A message event carries a serialized conversation message whose content is an
array of blocks processed in order. Assistant text blocks are accumulated into
one pending message — Goose streams a message as cumulative-or-delta records
sharing one id, so a record that restates the pending text replaces it and any
other same-id record is appended — and flushed as an agent
message when other activity follows or the run completes. User text and
thinking/redactedThinking blocks carry no activity. A toolRequest block is
recorded against its call id and resolved when the matching toolResponse
arrives, whose toolResult.status sets the success field. Tool names, after
stripping an extension prefix such as developer__, map as follows:
| Goose tool | Event |
|---|---|
text_editor | read or write, by its command |
read | read |
write, edit | write |
grep, glob | search |
list | list |
shell | command, or a recognized file operation |
load_skill, skill | skill |
todo__* | consumed — internal session state, no event |
| any other tool | unknown |
notification events are surfaced as unknown rather than parsed from prose, and
error events become error events.
Kilo Code Event Mapping
Section titled “Kilo Code Event Mapping”Kilo Code is run with kilo run --format json and is built on OpenCode-style
runtime events (see OpenCode), so it shares that
stream shape: step_start/step_finish boundaries (consumed; the latter carries
usage), reasoning (consumed), text (an agent message),
self-contained tool_use events, and error events. The session id is captured
from sessionID. Kilo extends the OpenCode tool set with workflow and semantic
tools:
| Kilo tool | Event |
|---|---|
task, agent_manager | orchestration when the spawned agent/session is identified, otherwise unknown |
codesearch | search |
| all OpenCode tools | as in the OpenCode mapping |
OpenCode Event Mapping
Section titled “OpenCode Event Mapping”OpenCode is run with opencode run --format json, a line delimited JSON stream
of step_start, text, tool_use, step_finish, reasoning, and error
events, with the session id at sessionID. Step boundaries carry usage and are
consumed, reasoning is model thinking and is consumed, and a text event becomes
an agent message.
A tool_use event is self-contained — it carries the tool name, input, and a
terminal status in one event, so no request/response correlation is needed — and
its completed/error status sets the success field. Tool names map as follows:
| OpenCode tool | Event |
|---|---|
read | read |
write, edit | write |
apply_patch | one write per file named by the patch markers |
grep, glob | search |
bash | command, or a recognized file operation |
skill | skill |
lsp | search when it carries a query/symbol, otherwise unknown |
| any other tool (webfetch, websearch, todowrite, question, …) | unknown |
error events become error events. OpenCode does not expose
orchestration in this version.
Pi Event Mapping
Section titled “Pi Event Mapping”Pi is run with pi --mode json --print, a line delimited JSON stream of lifecycle
markers (session, agent_start/agent_end, turn_start/turn_end,
message_start, message_update) and the two activity-bearing records,
message_end and tool_execution_end. The session id is captured from the
session record’s id. Lifecycle markers, the partial message_update deltas,
and turn_end (consumed for usage) emit no event.

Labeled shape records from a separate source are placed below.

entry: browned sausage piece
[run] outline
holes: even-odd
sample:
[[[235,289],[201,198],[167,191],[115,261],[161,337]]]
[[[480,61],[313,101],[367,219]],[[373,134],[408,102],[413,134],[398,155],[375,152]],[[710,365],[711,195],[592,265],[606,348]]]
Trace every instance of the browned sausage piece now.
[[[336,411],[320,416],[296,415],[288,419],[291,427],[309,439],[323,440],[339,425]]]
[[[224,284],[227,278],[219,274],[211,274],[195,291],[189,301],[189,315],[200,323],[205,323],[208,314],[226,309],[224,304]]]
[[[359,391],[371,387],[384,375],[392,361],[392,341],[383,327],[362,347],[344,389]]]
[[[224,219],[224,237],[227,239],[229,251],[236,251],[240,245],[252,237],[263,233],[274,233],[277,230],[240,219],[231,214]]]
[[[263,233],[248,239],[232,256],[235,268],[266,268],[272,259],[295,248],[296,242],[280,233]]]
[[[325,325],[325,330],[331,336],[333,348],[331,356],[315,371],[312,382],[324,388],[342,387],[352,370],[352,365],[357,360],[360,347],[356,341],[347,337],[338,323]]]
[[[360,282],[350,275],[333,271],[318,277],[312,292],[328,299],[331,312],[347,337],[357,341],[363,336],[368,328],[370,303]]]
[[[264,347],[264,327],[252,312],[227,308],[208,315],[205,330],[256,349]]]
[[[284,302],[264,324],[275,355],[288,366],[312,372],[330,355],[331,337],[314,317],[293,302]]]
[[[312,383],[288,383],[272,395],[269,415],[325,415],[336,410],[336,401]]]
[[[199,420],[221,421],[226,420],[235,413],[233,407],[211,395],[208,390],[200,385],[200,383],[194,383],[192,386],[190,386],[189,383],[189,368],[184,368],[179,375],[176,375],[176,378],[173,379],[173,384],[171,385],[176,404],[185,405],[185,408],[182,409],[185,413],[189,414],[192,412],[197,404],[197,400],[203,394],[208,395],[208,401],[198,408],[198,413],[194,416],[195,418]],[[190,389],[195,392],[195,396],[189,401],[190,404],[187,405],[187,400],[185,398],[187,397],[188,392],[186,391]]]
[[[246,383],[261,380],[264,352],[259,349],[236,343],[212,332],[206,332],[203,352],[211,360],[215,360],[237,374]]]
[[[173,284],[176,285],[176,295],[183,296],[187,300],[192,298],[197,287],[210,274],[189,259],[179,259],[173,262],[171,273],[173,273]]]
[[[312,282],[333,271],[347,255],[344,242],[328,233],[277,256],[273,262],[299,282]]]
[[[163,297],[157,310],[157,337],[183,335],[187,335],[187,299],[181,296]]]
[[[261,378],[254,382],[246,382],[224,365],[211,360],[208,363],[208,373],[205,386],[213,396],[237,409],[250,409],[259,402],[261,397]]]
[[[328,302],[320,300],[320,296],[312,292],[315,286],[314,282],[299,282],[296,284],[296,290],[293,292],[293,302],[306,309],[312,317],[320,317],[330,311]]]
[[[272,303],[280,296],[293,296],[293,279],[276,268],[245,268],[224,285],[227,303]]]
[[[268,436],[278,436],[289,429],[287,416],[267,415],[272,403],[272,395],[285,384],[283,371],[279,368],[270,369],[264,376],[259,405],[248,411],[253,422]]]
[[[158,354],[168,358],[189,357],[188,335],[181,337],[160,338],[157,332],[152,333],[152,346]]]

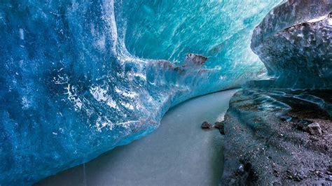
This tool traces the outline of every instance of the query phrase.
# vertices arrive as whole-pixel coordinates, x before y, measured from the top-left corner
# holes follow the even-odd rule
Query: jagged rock
[[[332,87],[331,12],[332,1],[288,1],[254,29],[251,49],[275,86]]]
[[[307,126],[307,131],[311,135],[320,135],[321,134],[321,128],[319,124],[314,122]]]
[[[311,95],[330,104],[331,93],[288,89],[237,92],[225,115],[222,185],[326,184],[329,179],[327,171],[332,169],[332,117],[326,108],[297,97]],[[280,121],[285,116],[292,119]],[[296,129],[314,123],[319,123],[324,132],[313,136],[303,132],[307,130]],[[244,165],[242,174],[239,162]],[[246,166],[248,162],[251,167]],[[229,184],[231,182],[235,184]]]
[[[184,67],[201,67],[207,60],[207,57],[201,55],[187,54]]]
[[[209,129],[212,127],[212,125],[208,122],[204,122],[201,126],[201,128],[203,129]]]
[[[225,135],[224,122],[216,122],[214,123],[214,127],[219,129],[220,134]]]

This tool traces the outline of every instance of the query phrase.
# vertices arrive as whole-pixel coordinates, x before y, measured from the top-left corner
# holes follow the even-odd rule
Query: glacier
[[[266,78],[251,36],[279,3],[2,1],[0,184],[31,185],[153,132],[181,101]]]

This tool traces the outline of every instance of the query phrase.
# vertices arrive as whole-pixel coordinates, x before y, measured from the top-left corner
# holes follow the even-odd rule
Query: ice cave
[[[330,185],[332,0],[2,0],[0,186]]]

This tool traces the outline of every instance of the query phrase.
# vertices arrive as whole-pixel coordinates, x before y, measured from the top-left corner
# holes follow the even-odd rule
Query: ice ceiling
[[[181,101],[263,77],[250,40],[279,1],[1,1],[0,184],[87,162]]]

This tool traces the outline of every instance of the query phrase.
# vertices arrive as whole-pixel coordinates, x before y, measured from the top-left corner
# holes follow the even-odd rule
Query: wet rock
[[[224,122],[216,122],[214,123],[214,127],[219,129],[220,134],[225,135]]]
[[[311,135],[321,135],[322,134],[321,128],[319,126],[319,124],[317,122],[314,122],[312,124],[309,124],[307,126],[307,131]]]
[[[332,176],[329,176],[326,177],[326,179],[328,181],[332,181]]]
[[[185,63],[187,65],[202,65],[207,60],[207,57],[196,54],[188,54],[186,56]]]
[[[200,127],[203,129],[209,129],[212,127],[212,125],[208,122],[204,122]]]
[[[251,49],[277,87],[332,87],[332,1],[284,1],[254,29]]]

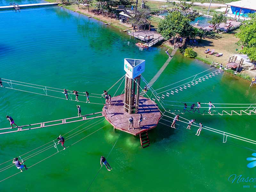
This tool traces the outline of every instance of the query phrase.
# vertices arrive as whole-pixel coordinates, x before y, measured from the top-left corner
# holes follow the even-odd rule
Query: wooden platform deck
[[[30,4],[24,4],[23,5],[19,5],[21,8],[22,7],[33,7],[41,6],[47,6],[49,5],[56,5],[59,3],[35,3]],[[13,5],[8,5],[7,6],[0,6],[0,9],[14,9]]]
[[[103,109],[106,119],[114,127],[114,128],[137,135],[146,130],[151,129],[156,126],[161,116],[161,114],[156,107],[156,104],[149,99],[143,97],[140,97],[140,102],[138,113],[129,114],[124,108],[124,94],[114,97],[111,99],[111,106],[108,106],[108,114],[106,114]],[[139,127],[138,122],[140,114],[142,114],[143,120],[140,124],[140,128]],[[129,124],[128,120],[132,116],[133,118],[133,126],[134,130],[128,130]],[[145,119],[144,119],[145,118]]]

A message_end record whose message role is assistant becomes an
agent message — its content is a string or an array of text
parts — while a non-assistant message (such as the echoed user prompt) is
ignored. A tool_execution_end record is self-contained and carries a
toolName, structured input, and a terminal status; its status or error field
sets the success field. Tool names are matched case-insensitively:
| Pi tool | Event |
|---|---|
read | read |
write, edit | write |
search, grep, glob | search |
list | list |
bash, shell | command, or a recognized file operation |
| any other tool | unknown |
Pi does not emit a dedicated skill, warning, or orchestration source in this version.